During this period, the bank’s total assets grew by Kshs 20 billion to Kshs. 383.3 billion compared to Kshs 363 Billion in the same period last year.
Customer deposits grew by Kshs. 7.6 billion to Kshs. 287.2 billion compared to Kshs. 279.6 billion in the same period last year.
The bank was able to record an increase in fees and commissions from loans and advances. These grew by 14.3 per cent from Kshs1.20 billion to Kshs1.37 billion.
Additionally, foreign exchange income increased by 28.2% from Kshs 969.35 million to Kshs 1.24 billion.

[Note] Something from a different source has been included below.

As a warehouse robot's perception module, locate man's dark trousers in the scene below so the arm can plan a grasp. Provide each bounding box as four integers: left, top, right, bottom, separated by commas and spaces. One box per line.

During the period, Co-operative Bank of South Sudan that is a unique Joint Venture (JV) partnership with Government of South Sudan made a marginal loss of Kshs. 0.06 Million. This loss was attributed to hyperinflation occasioned by devaluation of the South Sudanese currency.
“We have put in place strategies intended at sustaining long-term profitability, with current challenges in the operating environment being mitigated by the benefits arising from the successful execution of the ‘Soaring Eagle’ Transformation project,” said Co-op Bank’s chief executive officer Gideon Muriuki in a statement.
During this half-year financial period, Co-op Bank received its first ever international rating by the global credit ratings firm Moody’s where it was assigned a B1 Global Rating and a strong Aa2 National Scale Rating, affirming the strong performance of the bank on all fronts.
“The strong rating is a credible signal to the bank’s counter-parties especially investors and development partners,” said Mr. Muriuki.
In the period under review, Co-op Bank’s shareholders’ funds grew from Kshs. 57.9 billion to Kshs. 64.5 billion. This represented a growth of 11.3 per cent which was supported by a steady growth in earnings and a dividend policy geared towards a progressive growth.